All herbs or plants that in flowers or juice bear a resemblance to one or other of the four humours, viz., blood, yellow bile, phlegm, and black bile, were deemed suitable for treating the same humour, by increasing or expelling it.

All yellow-hued plants, if they were eatable, were thought to increase yellow bile. In this category were included Orach, Melons, Crocus, yellow Turnips, and all other yellow plants which have a sweet flavour.

Plants or herbs of a dull blackish colour, or of a brownish or a spotted hue, were held to be serviceable in the treatment of black bile. Some of them had a tendency to increase it, while others assisted in carrying it off. Thus, Smilax, Mandragora, many kinds of Parsley, Nightshade, and Poppies, having partly black, ash-coloured, and spotted flowers, intermixed with pale tints, by causing bad dreams, excite giddiness, vertigo, and epilepsy.
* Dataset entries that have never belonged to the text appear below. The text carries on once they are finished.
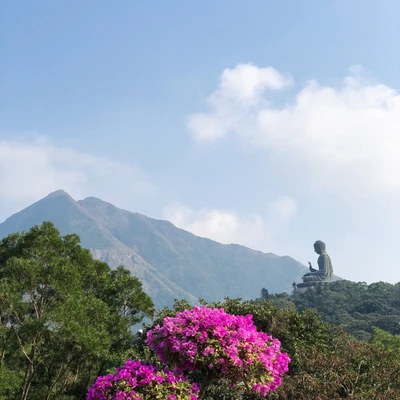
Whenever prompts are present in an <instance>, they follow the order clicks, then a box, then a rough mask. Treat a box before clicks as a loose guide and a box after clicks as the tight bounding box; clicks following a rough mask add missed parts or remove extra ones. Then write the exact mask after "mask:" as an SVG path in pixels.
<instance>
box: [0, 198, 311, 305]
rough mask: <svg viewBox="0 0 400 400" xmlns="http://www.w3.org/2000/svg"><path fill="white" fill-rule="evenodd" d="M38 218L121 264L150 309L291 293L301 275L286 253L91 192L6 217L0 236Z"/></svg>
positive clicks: (51, 201) (304, 268) (0, 233)
mask: <svg viewBox="0 0 400 400" xmlns="http://www.w3.org/2000/svg"><path fill="white" fill-rule="evenodd" d="M43 221H51V222H53V224H54V225H55V226H56V228H57V229H59V230H60V232H61V234H63V235H65V234H70V233H76V234H77V235H79V236H80V238H81V243H82V246H83V247H86V248H88V249H90V250H91V251H92V254H93V255H94V256H95V257H96V258H98V259H100V260H103V261H105V262H107V263H108V264H109V265H110V266H111V267H116V266H118V265H123V266H125V267H126V268H128V269H129V270H130V271H131V272H132V274H133V275H136V276H137V277H138V278H139V279H140V280H141V281H142V282H143V287H144V289H145V290H146V292H147V293H148V294H149V295H150V296H151V297H152V298H153V301H154V303H155V305H156V306H157V307H163V306H166V305H172V304H173V301H174V299H182V298H185V299H187V300H189V301H190V302H195V301H197V299H198V298H203V299H205V300H207V301H213V300H221V299H223V298H224V297H227V296H228V297H231V298H238V297H241V298H242V299H252V298H256V297H258V296H259V294H260V291H261V289H262V288H266V289H268V291H269V292H270V293H275V292H284V291H287V292H290V291H291V289H292V287H291V282H293V281H294V280H299V279H300V278H301V276H303V275H304V273H305V272H306V268H305V266H304V265H302V264H300V263H299V262H297V261H296V260H294V259H292V258H290V257H288V256H284V257H279V256H277V255H275V254H271V253H268V254H265V253H262V252H260V251H254V250H251V249H249V248H246V247H244V246H238V245H234V244H231V245H223V244H221V243H217V242H215V241H212V240H209V239H204V238H200V237H197V236H195V235H192V234H191V233H189V232H186V231H184V230H182V229H178V228H177V227H175V226H174V225H173V224H171V223H170V222H168V221H161V220H156V219H152V218H148V217H146V216H144V215H141V214H137V213H132V212H129V211H126V210H121V209H119V208H117V207H115V206H113V205H112V204H109V203H106V202H104V201H102V200H99V199H97V198H94V197H90V198H87V199H84V200H80V201H75V200H74V199H73V198H72V197H71V196H69V195H68V194H67V193H65V192H64V191H57V192H54V193H51V194H50V195H49V196H47V197H46V198H44V199H42V200H40V201H38V202H37V203H35V204H32V205H31V206H29V207H28V208H26V209H25V210H22V211H20V212H18V213H17V214H14V215H12V216H11V217H10V218H8V219H7V220H6V221H4V222H3V223H2V224H0V238H2V237H5V236H6V235H8V234H10V233H13V232H19V231H22V230H28V229H30V228H31V227H32V226H33V225H36V224H41V223H42V222H43Z"/></svg>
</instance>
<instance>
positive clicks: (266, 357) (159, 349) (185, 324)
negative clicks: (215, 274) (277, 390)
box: [146, 306, 290, 396]
mask: <svg viewBox="0 0 400 400" xmlns="http://www.w3.org/2000/svg"><path fill="white" fill-rule="evenodd" d="M146 344H147V345H148V346H149V347H150V348H151V349H153V350H155V352H156V355H157V356H158V357H159V359H160V360H161V361H162V362H163V363H164V364H166V365H168V366H169V367H171V368H172V369H174V370H179V371H199V372H202V373H204V374H206V375H207V376H209V377H210V376H212V377H213V380H214V381H216V380H218V379H222V378H224V379H228V380H229V381H230V382H231V383H232V384H236V383H239V382H243V383H245V386H246V387H249V388H251V389H252V390H253V391H254V392H256V393H258V394H261V395H262V396H266V394H267V392H268V391H270V390H275V389H276V388H277V387H278V386H279V385H280V384H281V382H282V380H281V376H282V375H283V374H284V373H285V372H286V371H288V364H289V362H290V359H289V357H288V355H287V354H286V353H282V352H281V351H280V342H279V340H277V339H274V338H272V337H271V336H268V335H267V334H266V333H263V332H258V331H257V328H256V327H255V325H254V323H253V321H252V315H246V316H245V317H243V316H235V315H231V314H228V313H226V312H225V311H224V309H222V308H221V309H212V308H208V307H205V306H203V307H194V308H193V309H192V310H185V311H184V312H181V313H177V314H176V316H175V317H167V318H164V321H163V324H162V325H161V326H160V325H157V326H156V327H155V328H154V329H152V330H150V331H149V332H148V334H147V339H146Z"/></svg>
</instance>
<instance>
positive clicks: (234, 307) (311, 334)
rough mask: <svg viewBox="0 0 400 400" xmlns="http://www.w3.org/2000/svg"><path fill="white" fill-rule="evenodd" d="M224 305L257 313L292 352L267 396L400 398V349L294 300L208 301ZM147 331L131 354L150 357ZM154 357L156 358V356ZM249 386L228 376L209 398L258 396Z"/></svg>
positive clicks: (202, 374) (173, 314)
mask: <svg viewBox="0 0 400 400" xmlns="http://www.w3.org/2000/svg"><path fill="white" fill-rule="evenodd" d="M209 307H217V308H220V307H223V308H224V310H225V311H226V312H227V313H230V314H232V315H242V316H246V315H248V314H251V315H252V316H253V318H252V320H253V321H254V324H255V326H256V327H257V330H258V331H261V332H266V333H268V334H270V335H272V336H273V337H276V338H278V339H279V340H280V341H281V344H282V350H283V351H286V352H287V353H288V354H289V356H290V358H291V360H292V361H291V363H290V368H289V372H288V374H286V375H285V376H284V378H283V381H282V385H281V386H280V387H279V388H278V389H277V390H276V391H271V392H269V393H267V396H266V397H265V398H266V399H274V400H278V399H282V400H285V399H287V400H289V399H300V400H315V399H319V400H339V399H346V398H352V399H355V400H371V399H377V400H393V399H397V398H400V363H399V360H398V353H395V352H394V351H390V350H387V349H384V348H383V345H382V346H377V345H374V344H370V343H360V342H358V341H356V340H354V339H353V338H351V337H350V336H349V335H347V334H346V333H345V332H344V331H343V330H341V329H338V328H335V327H333V326H332V325H329V324H327V323H325V322H323V321H322V320H321V318H320V317H319V315H318V314H317V313H316V312H315V311H313V310H305V311H304V312H302V313H298V312H297V311H296V309H295V308H294V307H293V305H289V306H288V307H285V308H282V307H278V306H275V305H273V304H272V303H271V302H270V301H267V300H261V301H253V302H251V301H244V302H242V301H240V300H238V299H236V300H231V299H226V300H225V301H224V302H218V303H212V304H209ZM190 308H191V307H190V305H189V304H188V303H187V302H185V301H179V302H176V303H175V306H174V308H173V309H168V308H165V309H164V310H162V311H161V312H159V313H158V316H157V319H156V322H155V325H158V324H161V323H162V320H163V319H164V318H165V317H172V316H175V315H177V313H181V312H183V311H184V310H185V309H190ZM144 336H145V335H142V336H138V337H137V340H136V342H135V344H134V346H133V349H132V352H131V354H130V357H133V358H139V359H144V358H146V359H151V360H152V361H153V362H157V357H156V356H155V354H151V353H149V350H148V348H146V346H145V345H144V340H145V338H144ZM152 357H153V358H152ZM189 377H190V379H192V380H195V381H197V382H201V381H202V379H203V380H204V379H206V377H205V376H204V373H202V374H200V375H199V374H198V373H191V374H189ZM243 389H244V388H243V387H241V386H236V387H234V388H232V387H231V386H230V382H229V380H226V381H221V382H219V383H218V385H210V386H209V387H208V390H207V393H206V395H205V396H204V399H206V400H240V399H246V400H250V399H259V398H260V397H259V395H257V394H249V393H246V392H245V391H244V390H243Z"/></svg>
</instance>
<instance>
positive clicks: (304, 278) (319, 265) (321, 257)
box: [302, 240, 333, 283]
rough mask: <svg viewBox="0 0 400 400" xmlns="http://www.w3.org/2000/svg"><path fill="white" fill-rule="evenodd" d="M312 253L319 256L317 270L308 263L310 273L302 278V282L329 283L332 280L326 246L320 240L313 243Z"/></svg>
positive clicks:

Napellus, also, indicates in a most marked manner its poisonous and virulent nature, for its flower represents the skull of a dead man.

Plants which bear white flowers and have thick juice, which often grow in moist and extremely humid places, and which resemble phlegm or rheum, were thought to increase the very humours they represented. Others of a drier temperament were thought to correct and purify the same. Milky plants, as Tithymallus, Polygala, Sonchus, and Britalzar Ægyptiaca, were supposed to increase and accumulate milk in nurses.

Some plants of a red colour were believed to increase blood; some to correct and purify it; and others to benefit hemorrhoidal and dysenteric affections from a similarity of colour.

Plants of a mixed colour, as they unite in themselves a diversity of temperaments, were thought to produce a diversity of effects; whence two-coloured herbs were believed to possess and exercise a double virtue. On this principle, diverse colours were said to cure diverse humours in the human body; for example, Tripolium, Panacæa, and Triphera were considered beneficial for all humours.

Plants whose decoction and infusion, as well as colour and consistence, were like some humour of the human body, were declared to be appropriate for the purpose of evacuating that humour by attraction, or increasing it by incorporation.